The issuing of credit cheques is not dissimilar to the messages that people occasionally get on their mobile phones telling them that they have won a certain amount of money. All that they have to do is dial a number to find out about that prize. By the time that they have done that, they find that they have paid out quite a bit to win not very much at all, or, in some cases, absolutely nothing.
It is a process of enticement. It is easy to strike people at a vulnerable time and offer them that bit of extra money. Sometimes the money will be for a necessity; at other times it will be for an aspiration. The hon. Gentleman described how the credit cheque arrives at the same time as the brochure. The extent of advertising tempts people to do themselves a favour, give themselves a little treat or give themselves something that they deserve. That is increasingly hard to resist, especially for people who have difficulty in managing money. That temptation can be the thing that sets them off, making them take the loan.

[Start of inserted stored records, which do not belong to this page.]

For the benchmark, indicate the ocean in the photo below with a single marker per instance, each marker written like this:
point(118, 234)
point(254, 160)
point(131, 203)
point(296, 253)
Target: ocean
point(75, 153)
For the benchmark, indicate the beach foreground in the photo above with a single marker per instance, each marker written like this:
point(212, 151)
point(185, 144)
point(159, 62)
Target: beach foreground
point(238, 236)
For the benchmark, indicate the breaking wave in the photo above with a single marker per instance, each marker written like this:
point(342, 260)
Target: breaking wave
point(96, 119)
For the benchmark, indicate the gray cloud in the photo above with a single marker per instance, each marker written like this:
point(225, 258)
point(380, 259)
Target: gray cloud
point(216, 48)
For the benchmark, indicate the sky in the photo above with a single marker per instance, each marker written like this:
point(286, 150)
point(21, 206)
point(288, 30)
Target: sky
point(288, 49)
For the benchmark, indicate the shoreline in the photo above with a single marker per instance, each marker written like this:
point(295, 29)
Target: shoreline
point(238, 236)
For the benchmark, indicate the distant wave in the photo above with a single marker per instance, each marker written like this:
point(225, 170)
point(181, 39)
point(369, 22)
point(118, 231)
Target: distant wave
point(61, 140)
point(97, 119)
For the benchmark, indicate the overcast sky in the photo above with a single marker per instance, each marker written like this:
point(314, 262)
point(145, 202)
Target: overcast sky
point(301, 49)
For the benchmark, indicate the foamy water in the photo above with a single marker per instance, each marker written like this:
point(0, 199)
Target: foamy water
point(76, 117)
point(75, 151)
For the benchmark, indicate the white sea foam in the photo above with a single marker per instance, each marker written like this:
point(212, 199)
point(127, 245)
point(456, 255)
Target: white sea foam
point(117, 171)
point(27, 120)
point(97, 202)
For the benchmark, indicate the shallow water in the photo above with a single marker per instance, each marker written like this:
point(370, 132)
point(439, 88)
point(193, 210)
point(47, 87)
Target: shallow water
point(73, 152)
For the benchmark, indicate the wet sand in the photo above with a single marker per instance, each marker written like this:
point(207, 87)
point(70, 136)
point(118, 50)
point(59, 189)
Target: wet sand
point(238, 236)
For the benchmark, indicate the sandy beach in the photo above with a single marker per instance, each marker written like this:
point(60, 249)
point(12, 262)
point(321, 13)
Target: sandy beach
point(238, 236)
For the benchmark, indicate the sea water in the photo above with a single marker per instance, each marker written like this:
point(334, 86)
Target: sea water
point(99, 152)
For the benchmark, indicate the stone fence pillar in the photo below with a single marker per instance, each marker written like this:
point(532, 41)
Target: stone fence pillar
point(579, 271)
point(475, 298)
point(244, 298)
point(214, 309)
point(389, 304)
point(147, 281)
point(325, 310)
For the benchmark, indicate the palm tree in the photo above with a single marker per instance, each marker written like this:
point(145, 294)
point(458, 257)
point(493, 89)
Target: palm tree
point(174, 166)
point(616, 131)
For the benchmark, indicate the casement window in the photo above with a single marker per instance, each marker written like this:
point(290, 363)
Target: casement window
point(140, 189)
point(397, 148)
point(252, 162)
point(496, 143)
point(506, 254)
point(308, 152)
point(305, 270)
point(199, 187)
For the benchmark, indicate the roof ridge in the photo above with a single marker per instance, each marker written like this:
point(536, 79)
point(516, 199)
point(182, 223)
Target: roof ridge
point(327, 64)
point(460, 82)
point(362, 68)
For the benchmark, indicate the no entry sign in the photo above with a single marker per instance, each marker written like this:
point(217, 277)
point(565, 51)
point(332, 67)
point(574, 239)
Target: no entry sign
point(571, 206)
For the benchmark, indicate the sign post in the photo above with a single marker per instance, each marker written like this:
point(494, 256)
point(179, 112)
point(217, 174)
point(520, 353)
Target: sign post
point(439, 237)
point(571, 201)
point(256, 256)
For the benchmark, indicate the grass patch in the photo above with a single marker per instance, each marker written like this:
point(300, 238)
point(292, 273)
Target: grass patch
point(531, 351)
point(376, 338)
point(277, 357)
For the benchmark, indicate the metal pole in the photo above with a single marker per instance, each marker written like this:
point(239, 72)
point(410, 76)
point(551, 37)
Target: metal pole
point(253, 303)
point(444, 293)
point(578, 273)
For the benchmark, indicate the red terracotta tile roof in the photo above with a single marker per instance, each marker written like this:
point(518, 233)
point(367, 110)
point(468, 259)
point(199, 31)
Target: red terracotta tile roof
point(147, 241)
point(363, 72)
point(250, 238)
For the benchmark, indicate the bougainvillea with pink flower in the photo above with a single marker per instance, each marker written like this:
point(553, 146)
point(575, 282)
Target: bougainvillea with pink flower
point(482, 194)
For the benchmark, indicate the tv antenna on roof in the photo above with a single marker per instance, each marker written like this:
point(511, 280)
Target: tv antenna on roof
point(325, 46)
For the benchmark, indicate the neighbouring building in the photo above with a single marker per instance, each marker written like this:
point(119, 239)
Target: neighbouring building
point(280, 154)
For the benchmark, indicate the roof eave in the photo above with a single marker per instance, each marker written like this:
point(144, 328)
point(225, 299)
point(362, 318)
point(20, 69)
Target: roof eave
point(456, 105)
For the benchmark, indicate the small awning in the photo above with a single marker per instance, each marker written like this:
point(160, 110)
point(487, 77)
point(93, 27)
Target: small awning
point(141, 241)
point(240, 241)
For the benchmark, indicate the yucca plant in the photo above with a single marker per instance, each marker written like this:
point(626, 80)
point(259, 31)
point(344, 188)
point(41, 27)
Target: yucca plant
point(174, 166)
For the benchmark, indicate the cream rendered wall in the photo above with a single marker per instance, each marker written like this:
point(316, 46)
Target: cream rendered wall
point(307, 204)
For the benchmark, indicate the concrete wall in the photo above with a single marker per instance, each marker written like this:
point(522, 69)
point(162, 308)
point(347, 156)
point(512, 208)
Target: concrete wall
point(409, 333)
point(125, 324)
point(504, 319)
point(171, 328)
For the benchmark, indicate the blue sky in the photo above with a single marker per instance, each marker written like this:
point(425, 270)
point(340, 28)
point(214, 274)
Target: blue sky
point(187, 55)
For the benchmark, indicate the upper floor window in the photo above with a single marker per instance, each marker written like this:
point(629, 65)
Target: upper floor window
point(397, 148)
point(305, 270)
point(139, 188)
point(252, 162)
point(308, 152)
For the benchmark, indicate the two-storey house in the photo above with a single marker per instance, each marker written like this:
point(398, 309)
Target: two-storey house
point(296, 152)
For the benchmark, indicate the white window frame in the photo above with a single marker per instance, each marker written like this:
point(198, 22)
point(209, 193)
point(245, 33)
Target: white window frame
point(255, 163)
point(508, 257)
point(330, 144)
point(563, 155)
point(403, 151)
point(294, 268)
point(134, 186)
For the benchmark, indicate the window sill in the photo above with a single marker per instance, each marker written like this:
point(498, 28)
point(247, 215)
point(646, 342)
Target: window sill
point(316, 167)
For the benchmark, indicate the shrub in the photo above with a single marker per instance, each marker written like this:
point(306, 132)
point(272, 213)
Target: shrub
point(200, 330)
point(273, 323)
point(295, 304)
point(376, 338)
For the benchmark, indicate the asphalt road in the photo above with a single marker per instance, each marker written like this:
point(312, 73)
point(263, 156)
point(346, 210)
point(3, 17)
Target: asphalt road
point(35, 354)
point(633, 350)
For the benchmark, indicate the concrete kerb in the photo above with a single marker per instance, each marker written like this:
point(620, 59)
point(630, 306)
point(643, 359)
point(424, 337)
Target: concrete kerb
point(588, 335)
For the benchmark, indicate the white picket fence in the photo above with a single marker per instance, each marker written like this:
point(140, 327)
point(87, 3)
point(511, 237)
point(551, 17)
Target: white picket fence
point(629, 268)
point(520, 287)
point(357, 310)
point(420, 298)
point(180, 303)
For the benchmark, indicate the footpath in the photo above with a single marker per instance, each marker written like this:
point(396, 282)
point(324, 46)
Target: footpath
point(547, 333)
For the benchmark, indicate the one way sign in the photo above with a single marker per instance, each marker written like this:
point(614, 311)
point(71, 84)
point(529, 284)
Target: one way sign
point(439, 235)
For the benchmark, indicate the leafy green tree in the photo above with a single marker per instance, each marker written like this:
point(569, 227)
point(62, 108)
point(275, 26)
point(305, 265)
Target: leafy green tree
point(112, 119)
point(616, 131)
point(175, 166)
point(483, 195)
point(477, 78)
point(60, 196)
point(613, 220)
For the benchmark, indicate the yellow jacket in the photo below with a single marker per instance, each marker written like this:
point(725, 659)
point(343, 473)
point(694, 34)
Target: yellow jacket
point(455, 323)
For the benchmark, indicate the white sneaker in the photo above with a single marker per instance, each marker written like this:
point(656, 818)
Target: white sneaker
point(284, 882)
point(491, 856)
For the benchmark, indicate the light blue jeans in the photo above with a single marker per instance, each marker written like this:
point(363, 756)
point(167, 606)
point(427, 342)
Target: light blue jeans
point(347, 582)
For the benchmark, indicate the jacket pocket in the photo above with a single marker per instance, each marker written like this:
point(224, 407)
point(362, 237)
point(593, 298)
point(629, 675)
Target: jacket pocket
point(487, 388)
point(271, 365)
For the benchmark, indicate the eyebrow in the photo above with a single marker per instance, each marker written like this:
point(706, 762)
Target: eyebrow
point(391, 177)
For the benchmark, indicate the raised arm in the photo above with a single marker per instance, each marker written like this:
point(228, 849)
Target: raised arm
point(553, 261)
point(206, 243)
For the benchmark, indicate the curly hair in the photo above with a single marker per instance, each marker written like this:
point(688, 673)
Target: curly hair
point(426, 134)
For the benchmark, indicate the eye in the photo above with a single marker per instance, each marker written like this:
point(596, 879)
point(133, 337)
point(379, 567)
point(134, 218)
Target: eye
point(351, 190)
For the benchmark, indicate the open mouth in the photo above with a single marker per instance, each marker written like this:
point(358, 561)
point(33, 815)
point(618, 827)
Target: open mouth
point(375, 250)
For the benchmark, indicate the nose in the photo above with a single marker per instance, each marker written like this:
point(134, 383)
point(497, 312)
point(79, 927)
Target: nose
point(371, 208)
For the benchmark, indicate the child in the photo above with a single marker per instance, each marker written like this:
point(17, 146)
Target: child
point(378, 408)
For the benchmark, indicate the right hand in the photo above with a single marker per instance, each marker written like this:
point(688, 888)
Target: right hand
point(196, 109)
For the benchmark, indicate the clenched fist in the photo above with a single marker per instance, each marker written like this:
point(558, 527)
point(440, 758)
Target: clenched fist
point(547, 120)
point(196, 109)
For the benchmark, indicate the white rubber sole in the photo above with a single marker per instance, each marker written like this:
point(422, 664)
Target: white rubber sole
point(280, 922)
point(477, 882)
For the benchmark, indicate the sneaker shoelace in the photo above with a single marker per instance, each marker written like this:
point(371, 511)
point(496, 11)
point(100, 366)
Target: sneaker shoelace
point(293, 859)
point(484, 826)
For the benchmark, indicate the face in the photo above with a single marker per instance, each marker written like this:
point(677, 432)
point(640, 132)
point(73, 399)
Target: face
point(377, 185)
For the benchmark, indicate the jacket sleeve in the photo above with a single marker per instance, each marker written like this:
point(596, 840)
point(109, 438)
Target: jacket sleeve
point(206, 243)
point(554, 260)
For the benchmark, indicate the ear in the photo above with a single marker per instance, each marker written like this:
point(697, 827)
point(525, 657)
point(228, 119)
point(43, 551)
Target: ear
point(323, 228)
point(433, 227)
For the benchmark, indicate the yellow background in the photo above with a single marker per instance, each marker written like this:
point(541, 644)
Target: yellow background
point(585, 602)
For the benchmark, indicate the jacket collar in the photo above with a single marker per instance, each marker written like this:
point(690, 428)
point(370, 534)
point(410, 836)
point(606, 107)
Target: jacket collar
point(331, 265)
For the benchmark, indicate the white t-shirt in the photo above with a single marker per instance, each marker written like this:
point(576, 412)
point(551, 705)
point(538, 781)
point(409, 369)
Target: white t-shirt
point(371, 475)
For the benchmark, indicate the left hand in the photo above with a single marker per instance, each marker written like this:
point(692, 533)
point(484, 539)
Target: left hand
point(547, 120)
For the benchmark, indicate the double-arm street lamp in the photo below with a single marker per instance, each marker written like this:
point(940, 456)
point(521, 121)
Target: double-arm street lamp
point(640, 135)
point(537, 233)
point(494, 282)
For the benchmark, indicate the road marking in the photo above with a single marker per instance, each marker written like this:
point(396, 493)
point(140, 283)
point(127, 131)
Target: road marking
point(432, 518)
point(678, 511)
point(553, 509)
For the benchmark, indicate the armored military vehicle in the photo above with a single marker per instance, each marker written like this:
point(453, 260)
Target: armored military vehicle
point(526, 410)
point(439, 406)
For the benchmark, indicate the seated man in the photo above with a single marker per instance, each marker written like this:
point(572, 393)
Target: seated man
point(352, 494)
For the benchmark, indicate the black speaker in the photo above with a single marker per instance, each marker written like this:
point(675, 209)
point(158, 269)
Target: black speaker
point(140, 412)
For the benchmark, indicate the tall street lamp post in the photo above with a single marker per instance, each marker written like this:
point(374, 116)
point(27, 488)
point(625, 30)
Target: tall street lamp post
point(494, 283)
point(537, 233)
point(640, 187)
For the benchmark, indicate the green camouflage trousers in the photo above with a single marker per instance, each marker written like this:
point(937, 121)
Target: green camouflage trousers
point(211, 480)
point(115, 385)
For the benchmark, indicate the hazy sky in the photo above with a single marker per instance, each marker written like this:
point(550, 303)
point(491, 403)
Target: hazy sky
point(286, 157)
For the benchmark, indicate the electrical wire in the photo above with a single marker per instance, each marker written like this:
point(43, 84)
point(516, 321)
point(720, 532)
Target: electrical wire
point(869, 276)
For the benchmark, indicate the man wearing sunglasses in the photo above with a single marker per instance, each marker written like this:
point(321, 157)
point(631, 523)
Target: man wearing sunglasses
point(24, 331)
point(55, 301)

The hon. Gentleman stated that the onus should be shifted so that if those instruments are to be workable, negotiable and helpful to the credit industry, they should be available, but only on application. Let us make it slightly less easy for people to get trapped.
I thank those who have offered us information on this subject. I have been impressed by what Which! magazine and the Consumers Association have said, and I offer my general support to the hon. Gentleman. I will be interested in how Gerry ''the Cat'' Sutcliffe responds to the ball that has been lobbed up and is now hovering dangerously above him in the six-yard zone.